The Coping Kete

No. 149: Balloon Breaths

This week, to attain, maintain or regain my sense of wellbeing…

…I will practice relaxing myself with my breath. Whenever I notice my breathing, I will clasp my hands together and place them on my belly, just below my rib cage (right on my diaphragm). I will imagine my stomach is a balloon. As I breathe in, I will blow my belly up like a balloon, pushing my hands out. I will let my breath fall out slowly through my lips in one long, smooth breath. I will take 5-10 breaths like this, blowing my belly up like a balloon with every breath in and letting the air out nice and slowly on each breath out.

As my mind distracts me from the task, I will bring my attention back to my breathing. It can help to notice the movement of the hands, the sensation of the breaths and to count out each deep breath in and out ‘In one….out one…in two…out two…’

Afterwards, I will notice what effect this breathing exercise has on me. I will notice how the heart slows down, how the body feels more still, the mind more calm.
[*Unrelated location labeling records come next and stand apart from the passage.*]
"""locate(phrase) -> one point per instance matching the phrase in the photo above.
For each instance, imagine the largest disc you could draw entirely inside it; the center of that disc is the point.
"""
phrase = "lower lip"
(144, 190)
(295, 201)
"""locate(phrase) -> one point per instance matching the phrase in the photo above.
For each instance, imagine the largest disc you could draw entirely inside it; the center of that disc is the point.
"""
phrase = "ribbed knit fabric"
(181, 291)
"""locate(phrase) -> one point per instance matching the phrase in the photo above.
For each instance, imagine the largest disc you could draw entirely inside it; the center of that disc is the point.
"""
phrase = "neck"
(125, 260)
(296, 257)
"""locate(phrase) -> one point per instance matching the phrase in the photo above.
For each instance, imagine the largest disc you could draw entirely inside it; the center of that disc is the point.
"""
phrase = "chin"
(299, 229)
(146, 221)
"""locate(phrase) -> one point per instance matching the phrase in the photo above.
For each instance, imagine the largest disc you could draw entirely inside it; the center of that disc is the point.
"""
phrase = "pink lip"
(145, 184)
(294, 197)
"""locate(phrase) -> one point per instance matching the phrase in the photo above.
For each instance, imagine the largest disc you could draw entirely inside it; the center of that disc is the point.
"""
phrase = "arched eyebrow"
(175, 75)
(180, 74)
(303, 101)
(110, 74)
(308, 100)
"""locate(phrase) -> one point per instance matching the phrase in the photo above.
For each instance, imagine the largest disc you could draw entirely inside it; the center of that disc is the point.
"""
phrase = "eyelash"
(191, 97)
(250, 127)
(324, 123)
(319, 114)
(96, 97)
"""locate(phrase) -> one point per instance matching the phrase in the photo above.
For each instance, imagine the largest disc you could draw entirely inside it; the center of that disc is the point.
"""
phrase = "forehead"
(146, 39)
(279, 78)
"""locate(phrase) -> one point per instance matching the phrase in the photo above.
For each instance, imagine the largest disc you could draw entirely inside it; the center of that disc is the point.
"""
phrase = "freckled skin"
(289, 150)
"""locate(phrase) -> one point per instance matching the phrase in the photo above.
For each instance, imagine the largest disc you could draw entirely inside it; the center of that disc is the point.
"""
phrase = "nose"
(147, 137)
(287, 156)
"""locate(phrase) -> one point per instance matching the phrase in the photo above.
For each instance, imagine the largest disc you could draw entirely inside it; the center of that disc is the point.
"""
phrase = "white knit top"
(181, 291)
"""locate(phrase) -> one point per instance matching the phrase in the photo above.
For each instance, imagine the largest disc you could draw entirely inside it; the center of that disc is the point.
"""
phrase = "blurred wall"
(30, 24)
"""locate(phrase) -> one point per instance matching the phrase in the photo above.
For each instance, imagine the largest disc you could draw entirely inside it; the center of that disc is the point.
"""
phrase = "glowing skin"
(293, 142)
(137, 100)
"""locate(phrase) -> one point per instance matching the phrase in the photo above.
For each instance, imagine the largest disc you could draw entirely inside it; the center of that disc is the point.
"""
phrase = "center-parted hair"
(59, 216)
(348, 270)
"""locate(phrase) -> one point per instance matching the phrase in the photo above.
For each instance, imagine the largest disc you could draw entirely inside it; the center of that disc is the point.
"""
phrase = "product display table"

When I am comfortable slowing my breathing down like this at an ordinary time, I will add ‘Balloon Breaths’ to my Personal Coping Kete as a way of coping with stress and distress. When I feel agitated or upset, I will be able to take a brief moment to do 5-10 balloon breaths and calm down my physical stress responses that make it difficult to think clearly and respond in a helpful way. By taking a moment to breathe deeply and fully, I will be able to clear my head a bit before I act on my emotions.

Balloon breathing is another way of thinking about diaphragmatic breathing.  Diaphragmatic breathing is a well-known strategy for calming physical stress responses and is a great base for any number of relaxation exercises like visualisation and sensory modulation.